You can create your registry.txt file many ways. Here are the steps – followed by sample code – for one way to create it.

  • Upload your data files to the Internet.
    • For example, Fetch-Data puts its sample data files in tests/data, so they upload to this GitHub folder. In GitHub, by looking at the raw view of a data file, we see the root URL for these files. In cargo.toml, we keep these data files out of our crate via exclude = ["tests/data/*"]
  • As shown below, write code that
    • Creates a FetchData instance without registry contents.
    • Lists the files in your data directory.
    • Calls the gen_registry_contents method on your list of files. This method will download the files, compute their hashes, and create a string of file names and hashes.
  • Print this string, then manually paste it into a file called registry.txt.
use fetch_data::{FetchData, dir_to_file_list};

let fetch_data = FetchData::new(
    "", // registry_contents ignored
    "https://raw.githubusercontent.com/CarlKCarlK/fetch-data/main/tests/data/",
    "BAR_APP_DATA_DIR", // env_key
    "com",              // qualifier
    "Foo Corp",         // organization
    "Bar App",          // application
);
let file_list = dir_to_file_list("tests/data")?;
let registry_contents = fetch_data.gen_registry_contents(file_list)?;
println!("{registry_contents}");

Notes

  • Feature requests and contributions are welcome.
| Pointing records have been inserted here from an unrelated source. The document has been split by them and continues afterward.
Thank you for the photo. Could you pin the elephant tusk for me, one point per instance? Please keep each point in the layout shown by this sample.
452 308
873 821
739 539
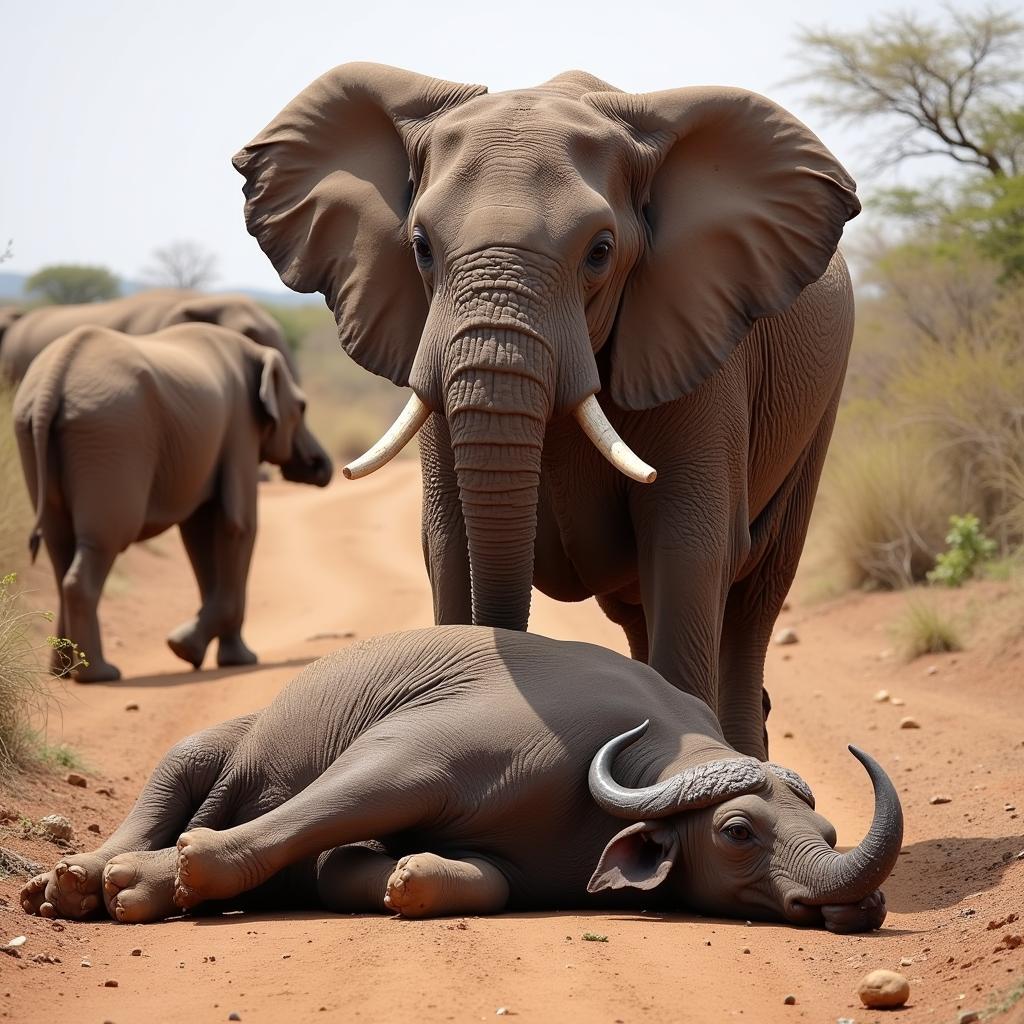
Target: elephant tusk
596 426
400 433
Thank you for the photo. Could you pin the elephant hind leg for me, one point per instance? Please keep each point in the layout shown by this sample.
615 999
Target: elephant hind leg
631 617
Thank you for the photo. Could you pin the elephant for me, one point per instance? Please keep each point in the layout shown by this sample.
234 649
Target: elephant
122 437
438 772
513 256
141 313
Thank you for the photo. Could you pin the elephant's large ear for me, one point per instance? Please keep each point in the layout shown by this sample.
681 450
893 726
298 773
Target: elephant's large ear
327 195
745 209
638 857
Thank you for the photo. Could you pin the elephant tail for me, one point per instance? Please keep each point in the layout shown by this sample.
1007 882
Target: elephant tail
46 404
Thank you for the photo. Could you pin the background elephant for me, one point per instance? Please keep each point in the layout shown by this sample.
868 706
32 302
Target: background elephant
487 818
139 314
509 256
122 437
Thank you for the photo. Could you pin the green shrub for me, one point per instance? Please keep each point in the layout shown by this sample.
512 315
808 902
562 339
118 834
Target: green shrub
25 692
924 630
967 549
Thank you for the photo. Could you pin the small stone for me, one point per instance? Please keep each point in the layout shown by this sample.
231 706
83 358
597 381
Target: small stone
884 988
56 826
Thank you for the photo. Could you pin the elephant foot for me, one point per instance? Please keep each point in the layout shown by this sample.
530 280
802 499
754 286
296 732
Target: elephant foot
188 643
72 890
139 887
213 865
96 671
424 885
232 650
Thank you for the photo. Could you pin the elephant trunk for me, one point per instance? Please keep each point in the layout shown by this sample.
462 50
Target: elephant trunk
846 878
498 411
  • Don’t use our sample sample_file. Define your own sample_file that knows where to find your data files.

  • The FetchData instance need not be global and static. See FetchData::new for an example of a non-global instance.

  • Additional methods on the FetchData instance can fetch multiples files and can give the path to the local data directory.

  • You need not use a registry.txt file and FetchData instance. You can instead use the stand-alone function fetch to retrieve a single file with known URL, hash, and local path.

  • Additional stand-alone functions can download files and hash files.

  • Fetch-Data always does binary downloads to maintain consistant line endings across OSs.

  • The Bed-Reader genomics crate uses Fetch-Data.

  • To make FetchData work well as a static global, FetchData::new never fails. Instead, FetchData stores any error and returns it when the first call to fetch_file, etc., is made.

  • Debugging this crate under Windows can cause a “Oops! The debug adapter has terminated abnormally” exception. This is some kind of LLVM, Windows, NVIDIA(?) problem via ureq.

  • This crate follows Nine Rules for Elegant Rust Library APIs from Towards Data Science.

Structs

Used to fetch data files from a URL, if needed. It verifies file contents via a hash.

Used to create temporary directories.

Enums

All possible errors returned by this crate and the crates it depends on.

All errors specific to this crate.

Functions

List all the files in a local directory.

Download a file from a URL.

If necessary, retrieve a file from a URL, checking its hash.

Download a file from a URL and compute its hash.

Compute the hash (SHA256) of a local file.

A sample sample_file. Don’t use this. Instead, define your own sample_file function that knows how to fetch your data files.

Attribute Macros

Used to construct global FetchData instance.